Farmer Producer Organisations (FPOs)
Farmers, especially small and marginal ones, do not directly trade in agri-futures market in India. Their small size, lack of trust and understanding of futures market, and dependence on middlemen, are some of the main deterrents. An FPO is thus a legal entity formed by primary producers, such as farmers, milk producers, fishermen, weavers, rural artisans, craftsmen, who take on the role of collectivisation of producers to address the challenges of agriculture such as improved access to investment, technology, inputs, and markets. The FPO can be a production company or a cooperative society or in any other form that provides sharing of benefits among the members.
The FPOs are generally mobilised by promoting institutions/ resource agencies (RAs). The Small Farmers Agribusiness Consortium (SFAC) provides support for the promotion of FPOs. The resource agencies collaborate support from governments and agencies like NABARD to promote and nurture FPOs.
Future Trading in India
The first futures trade by an Indian FPO took place in 2014 when the Ram Rahim Pragati Producer Company—an enterprise started by 3,000 women belonging to self-help groups in a tribal area of Madhya Pradesh—hedged soybean price risk on the National Commodity and Derivatives Exchange (NCDEX).
Between April 2016 and May 2018, when NCDEX began making formal efforts to directly engage with FPOs, the latter had a miniscule 0.004 per cent share of the agri-futures trade at NCDEX. More than half of the FPO futures trade of ` 50.8 crore was in soybeans, while another third was in maize. Bihar, Maharashtra, and Madhya Pradesh account for 92 per cent of the trade.
Some 69 FPOs had traded on the exchange by mid-2018, though 80 per cent of them had only made a single transaction.
Future Market
In futures market, futures contracts are used as hedging instruments in agricultural commodities to safeguard the farmer against a poor harvest. Futures contracts are purchased in the same commodity for the purpose. The Forward Markets Commission (FMC), set up as a regulatory authority for commodity futures market, was merged with the Securities and Exchange Board of India (SEBI), effective from September 28, 2015.
Linking farmers with futures market can be mutually beneficial to both.
* Efficient Price Discovery for Farmers Farmers, when linked with a consistent, liquid, and deep futures market will be able to reap the benefits of efficient price discovery.
* More Liquidity to Market Higher farmer participation will provide more liquidity to the market, helping it achieve its objective of price discovery.
* Removing Middlemen The trading in futures market will help farmers make their cropping decisions based on next year’s prices rather than last year’s rates, thereby doing away with the hold of middlemen and traders and ultimately boosting income for agricultural families.
Study by ICRIER The paper published by ICRIER puts forward a few suggestions for the FPOs, NCDEX, as well as the government for better results.
- Both FPOs and NCDEX need to focus initially on commodities that are not perceived by the government as ‘sensitive’ from the point of view of food security so that minimum disruption takes place in futures markets. This would help them gain confidence in the functioning of futures markets.
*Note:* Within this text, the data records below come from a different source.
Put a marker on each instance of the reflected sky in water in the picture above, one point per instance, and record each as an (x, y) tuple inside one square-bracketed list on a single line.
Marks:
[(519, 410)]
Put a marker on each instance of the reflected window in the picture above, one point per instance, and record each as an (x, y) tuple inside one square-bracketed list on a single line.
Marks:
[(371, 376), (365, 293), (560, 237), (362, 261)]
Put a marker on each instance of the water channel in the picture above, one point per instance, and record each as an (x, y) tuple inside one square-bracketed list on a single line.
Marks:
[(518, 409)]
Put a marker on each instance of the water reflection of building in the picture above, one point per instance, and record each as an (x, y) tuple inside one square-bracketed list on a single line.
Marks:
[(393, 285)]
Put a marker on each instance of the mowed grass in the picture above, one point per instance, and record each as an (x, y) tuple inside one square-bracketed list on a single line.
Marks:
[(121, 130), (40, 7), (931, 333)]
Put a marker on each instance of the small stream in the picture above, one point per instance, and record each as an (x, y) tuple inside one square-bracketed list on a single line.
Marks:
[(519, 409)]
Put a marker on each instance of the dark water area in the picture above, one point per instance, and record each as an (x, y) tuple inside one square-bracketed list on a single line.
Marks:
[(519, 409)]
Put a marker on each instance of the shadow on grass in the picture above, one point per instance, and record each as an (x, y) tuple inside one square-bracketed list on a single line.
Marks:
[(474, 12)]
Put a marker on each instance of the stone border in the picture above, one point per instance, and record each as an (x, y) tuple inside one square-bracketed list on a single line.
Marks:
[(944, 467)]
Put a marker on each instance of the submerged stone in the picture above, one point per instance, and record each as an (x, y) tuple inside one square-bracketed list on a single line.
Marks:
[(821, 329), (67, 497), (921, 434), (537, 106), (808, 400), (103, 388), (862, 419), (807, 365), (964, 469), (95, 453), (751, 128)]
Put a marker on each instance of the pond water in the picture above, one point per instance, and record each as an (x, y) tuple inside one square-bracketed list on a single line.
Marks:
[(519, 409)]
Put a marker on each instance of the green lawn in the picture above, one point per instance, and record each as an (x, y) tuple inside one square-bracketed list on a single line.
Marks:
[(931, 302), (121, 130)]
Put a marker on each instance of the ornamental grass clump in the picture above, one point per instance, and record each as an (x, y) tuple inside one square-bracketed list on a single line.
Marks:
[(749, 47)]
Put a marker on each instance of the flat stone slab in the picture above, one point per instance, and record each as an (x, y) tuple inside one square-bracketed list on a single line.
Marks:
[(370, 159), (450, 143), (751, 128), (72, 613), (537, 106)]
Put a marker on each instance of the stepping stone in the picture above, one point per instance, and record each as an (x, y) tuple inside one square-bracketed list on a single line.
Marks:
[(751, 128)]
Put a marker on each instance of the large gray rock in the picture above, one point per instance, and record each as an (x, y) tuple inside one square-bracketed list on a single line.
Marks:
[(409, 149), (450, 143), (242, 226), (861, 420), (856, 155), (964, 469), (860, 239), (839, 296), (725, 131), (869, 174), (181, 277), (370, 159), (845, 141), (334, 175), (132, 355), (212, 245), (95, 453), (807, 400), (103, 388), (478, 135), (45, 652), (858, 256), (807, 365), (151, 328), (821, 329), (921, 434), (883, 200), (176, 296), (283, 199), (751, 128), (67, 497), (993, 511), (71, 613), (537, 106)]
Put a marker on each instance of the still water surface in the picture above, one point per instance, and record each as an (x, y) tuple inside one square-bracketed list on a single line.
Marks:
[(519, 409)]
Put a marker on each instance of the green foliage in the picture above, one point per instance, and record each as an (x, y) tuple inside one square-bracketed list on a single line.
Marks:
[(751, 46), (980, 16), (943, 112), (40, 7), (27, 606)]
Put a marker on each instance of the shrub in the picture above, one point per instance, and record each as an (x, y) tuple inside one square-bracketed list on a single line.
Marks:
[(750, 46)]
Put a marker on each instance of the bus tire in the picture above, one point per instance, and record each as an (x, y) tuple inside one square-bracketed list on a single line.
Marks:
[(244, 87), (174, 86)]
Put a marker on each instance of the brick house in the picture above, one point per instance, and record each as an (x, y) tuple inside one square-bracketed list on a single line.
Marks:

- NCDEX needs to identify production centres, build delivery centres around them, and encourage futures trading in these areas.
- Resource institutions involved in educating and hand-holding FPOs in futures trading, themselves need to upgrade their knowledge and skills about the functioning of futures trading.
- Government initiatives like that of Bihar and Rajasthan can help scale the efforts of linking FPOs to futures markets in other regions.
- There is a need to take hints from China, in as to how the country has provided state support in linking small landholding farmers to futures, provided customised products, and reduced price distortions.
- Government’s trading arms can also be encouraged to directly participate in the futures market to give confidence to many others, including FPOs.
The Government of India should have limited intervention in prices and procurement of commodities. The government needs to identify production centres and build warehouses and delivery centres around them in order to encourage futures trading in these areas.